Selecionado para o Ventana Sur Animation!, filme de Rafhael Barbosa reflete sobre resistência negra e marca novo momento da animação brasileira
Lucia Barbosa
A animação “Utopia”, novo projeto do cineasta alagoano Rafhael Barbosa, foi selecionada para o Ventana Sur Animation!, seção dedicada à promoção do cinema e da televisão latino-americanos dentro do principal mercado audiovisual de Buenos Aires. A informação foi divulgada pela revista norte-americana Variety em 3 de novembro de 2025. O evento, considerado um dos mais importantes espaços de negociação e coprodução do continente, reúne projetos em busca de visibilidade e parcerias internacionais.
O longa, escrito por Barbosa em parceria com Werner Salles, se passa em 1695 e acompanha uma família de pessoas escravizadas que organiza uma rebelião para fugir em busca do Quilombo dos Palmares — descrito pelo diretor como “o refúgio mais antigo e organizado para africanos escravizados fora da África”. Inspirado em uma das maiores histórias de resistência negra do Brasil, o filme propõe uma releitura simbólica e poética do quilombo.
Em entrevista à Variety, Barbosa explicou que o projeto mescla técnicas de animação 2D recortada com quadros oníricos desenhados à mão, permitindo transitar entre o real e o espiritual. “A camada dos sonhos nos dá liberdade para experimentar estilos mais subjetivos e poéticos”, afirmou. As referências incluem o brasileiro Uma História de Amor e Fúria (Luiz Bolognesi), Apocalypto (Mel Gibson), Zarafa (Rémi Bezançon e Jean-Christophe Lie) e, principalmente, a animação angolana Nayola: Em Busca da Minha Ancestralidade, de José Miguel Ribeiro.
Além de sua estética híbrida, “Utopia” se destaca pela representatividade dentro de um setor historicamente excludente. “A animação é um dos segmentos mais elitistas de uma arte já elitista como o cinema, e há uma notável falta de profissionais negros”, afirmou Barbosa. “Um dos pontos fortes do filme é justamente reunir uma equipe de animadores negros em torno de um projeto sólido.”
Entre os nomes confirmados estão Rejane Faria, conhecida por Marte Um (Gabriel Martins) e A Melhor Mãe do Mundo (Anna Muylaert), e o apresentador franco-angolano Matamba Joaquim, além do animador Anderson Mahanski, criador da série Super Drags (Netflix), que atua como diretor de animação e produtor associado.
A presidente da Associação Brasileira de Cinema de Animação (ABCA), Adriana Pinto, que também integra a produção de “Utopia”, avaliou à Variety que o setor vive “um momento de reafirmação e busca por maturidade”. Segundo ela, o Brasil vem se consolidando como um dos principais polos ibero-americanos de produção, apesar das dificuldades estruturais. “O país está avançando com séries e longas autorais, participando de coproduções internacionais, ainda que o financiamento público e os salários sigam desiguais e concentrados nas regiões Sul e Sudeste”, disse.

“Utopia” é uma produção da La Ursa Cinematográfica, selo criado por Barbosa em Maceió, em coprodução com o Estúdio Núcleo Zero e a Grão Filmes.
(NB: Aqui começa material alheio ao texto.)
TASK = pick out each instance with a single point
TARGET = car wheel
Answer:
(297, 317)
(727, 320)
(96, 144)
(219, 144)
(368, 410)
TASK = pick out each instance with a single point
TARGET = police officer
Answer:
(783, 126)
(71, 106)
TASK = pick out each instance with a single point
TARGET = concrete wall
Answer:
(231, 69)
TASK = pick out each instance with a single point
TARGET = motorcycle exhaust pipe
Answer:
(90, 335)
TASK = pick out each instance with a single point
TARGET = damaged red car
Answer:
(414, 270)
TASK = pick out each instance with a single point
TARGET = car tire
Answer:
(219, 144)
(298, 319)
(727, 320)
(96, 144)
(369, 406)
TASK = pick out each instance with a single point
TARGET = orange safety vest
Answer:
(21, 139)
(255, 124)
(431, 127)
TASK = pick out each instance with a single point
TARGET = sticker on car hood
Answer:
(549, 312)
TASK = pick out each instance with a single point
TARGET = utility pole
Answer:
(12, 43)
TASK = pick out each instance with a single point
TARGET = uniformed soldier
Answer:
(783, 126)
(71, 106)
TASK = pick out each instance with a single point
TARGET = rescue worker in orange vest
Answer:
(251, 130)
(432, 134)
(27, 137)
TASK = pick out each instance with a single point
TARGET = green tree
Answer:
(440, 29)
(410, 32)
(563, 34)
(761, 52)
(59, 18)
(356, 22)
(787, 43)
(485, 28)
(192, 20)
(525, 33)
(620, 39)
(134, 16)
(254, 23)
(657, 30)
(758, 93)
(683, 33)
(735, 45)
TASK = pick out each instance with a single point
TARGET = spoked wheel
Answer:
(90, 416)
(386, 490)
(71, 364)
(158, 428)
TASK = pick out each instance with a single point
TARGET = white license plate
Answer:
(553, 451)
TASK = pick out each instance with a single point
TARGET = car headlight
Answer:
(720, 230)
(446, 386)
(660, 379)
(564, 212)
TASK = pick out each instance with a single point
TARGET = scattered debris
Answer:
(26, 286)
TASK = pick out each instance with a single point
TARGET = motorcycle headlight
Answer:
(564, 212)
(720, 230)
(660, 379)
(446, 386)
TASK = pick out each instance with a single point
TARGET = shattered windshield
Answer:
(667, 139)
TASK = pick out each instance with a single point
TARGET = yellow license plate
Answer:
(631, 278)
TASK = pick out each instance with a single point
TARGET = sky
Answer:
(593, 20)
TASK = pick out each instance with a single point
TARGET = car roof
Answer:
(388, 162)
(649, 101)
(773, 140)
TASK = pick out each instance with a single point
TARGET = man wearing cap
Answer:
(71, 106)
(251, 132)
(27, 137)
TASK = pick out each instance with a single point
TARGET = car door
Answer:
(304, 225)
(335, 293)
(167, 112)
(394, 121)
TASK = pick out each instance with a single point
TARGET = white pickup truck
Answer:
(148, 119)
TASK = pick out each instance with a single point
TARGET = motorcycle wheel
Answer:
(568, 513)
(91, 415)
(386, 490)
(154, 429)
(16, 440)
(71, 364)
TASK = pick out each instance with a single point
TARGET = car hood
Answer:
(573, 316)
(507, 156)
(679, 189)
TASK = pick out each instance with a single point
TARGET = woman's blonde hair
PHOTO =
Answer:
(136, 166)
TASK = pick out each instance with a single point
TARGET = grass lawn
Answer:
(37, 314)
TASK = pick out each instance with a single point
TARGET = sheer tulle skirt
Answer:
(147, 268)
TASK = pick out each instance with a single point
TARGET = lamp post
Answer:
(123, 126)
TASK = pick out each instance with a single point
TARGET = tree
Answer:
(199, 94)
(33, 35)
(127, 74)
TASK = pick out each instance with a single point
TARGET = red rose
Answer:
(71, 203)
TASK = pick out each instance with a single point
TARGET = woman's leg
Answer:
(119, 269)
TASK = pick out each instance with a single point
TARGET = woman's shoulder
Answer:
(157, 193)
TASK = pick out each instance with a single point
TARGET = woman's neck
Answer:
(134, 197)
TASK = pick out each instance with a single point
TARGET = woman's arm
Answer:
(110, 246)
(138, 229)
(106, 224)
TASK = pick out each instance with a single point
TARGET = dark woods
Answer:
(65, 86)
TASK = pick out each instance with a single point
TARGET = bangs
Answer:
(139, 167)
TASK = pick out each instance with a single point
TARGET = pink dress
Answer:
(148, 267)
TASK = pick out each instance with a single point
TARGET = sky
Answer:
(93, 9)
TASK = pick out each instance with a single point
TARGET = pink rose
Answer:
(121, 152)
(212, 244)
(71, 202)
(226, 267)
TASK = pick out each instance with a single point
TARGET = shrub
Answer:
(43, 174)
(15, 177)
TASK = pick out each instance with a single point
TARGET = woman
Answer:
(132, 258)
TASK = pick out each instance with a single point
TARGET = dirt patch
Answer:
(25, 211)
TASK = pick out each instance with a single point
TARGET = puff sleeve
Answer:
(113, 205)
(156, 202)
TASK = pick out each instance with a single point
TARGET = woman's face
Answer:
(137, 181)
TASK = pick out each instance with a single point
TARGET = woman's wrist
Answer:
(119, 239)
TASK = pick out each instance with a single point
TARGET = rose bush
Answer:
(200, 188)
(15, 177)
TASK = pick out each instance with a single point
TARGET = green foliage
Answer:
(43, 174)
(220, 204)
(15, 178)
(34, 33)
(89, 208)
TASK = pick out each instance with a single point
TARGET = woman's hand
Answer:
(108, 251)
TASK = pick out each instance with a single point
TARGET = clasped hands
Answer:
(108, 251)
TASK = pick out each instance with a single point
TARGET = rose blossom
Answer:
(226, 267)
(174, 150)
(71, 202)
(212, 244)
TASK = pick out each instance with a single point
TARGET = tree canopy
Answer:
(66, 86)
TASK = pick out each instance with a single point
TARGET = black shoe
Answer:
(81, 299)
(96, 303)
O projeto recebeu apoio do Fundo Setorial do Audiovisual (FSA/Ancine) e da Lei Paulo Gustavo, via Governo de Alagoas, além do Prêmio Guilherme Rogato da Prefeitura de Maceió.
A La Ursa, que se define como uma produtora voltada a artistas negros emergentes, busca desconstruir estereótipos e consolidar Alagoas como um novo polo criativo no cinema brasileiro. “Esperamos estabelecer parcerias sólidas de coprodução e crescer em competitividade internacional”, afirmou Barbosa.
O reconhecimento de “Utopia” reforça o momento de renascimento do cinema alagoano, seis décadas após Cacá Diegues — um dos fundadores do Cinema Novo — projetar o estado no mapa da sétima arte. Em 2025, Alagoas teve presença histórica no Festival de Cannes, com três produções exibidas em diferentes mostras: A Vaqueira, a Corista e o Porco, de Stella Carneiro; Não Estamos Sonhando, de Ulisses Arthur; e Infantry, de Laís Araújo.
A Variety observa que essa efervescência faz de Alagoas um novo território de criação negra e nordestina no cinema contemporâneo. “Utopia”, com seu olhar para o passado e suas ambições estéticas globais, é mais que um filme — é um símbolo dessa virada.
Fonte: Variety (“Brazilian Afrofuturist Animation ‘Utopia’ Adds Rejane Faria, Matamba Joaquim Ahead of Ventana Sur”, por Rafa Sales Ross, 3 de novembro de 2025).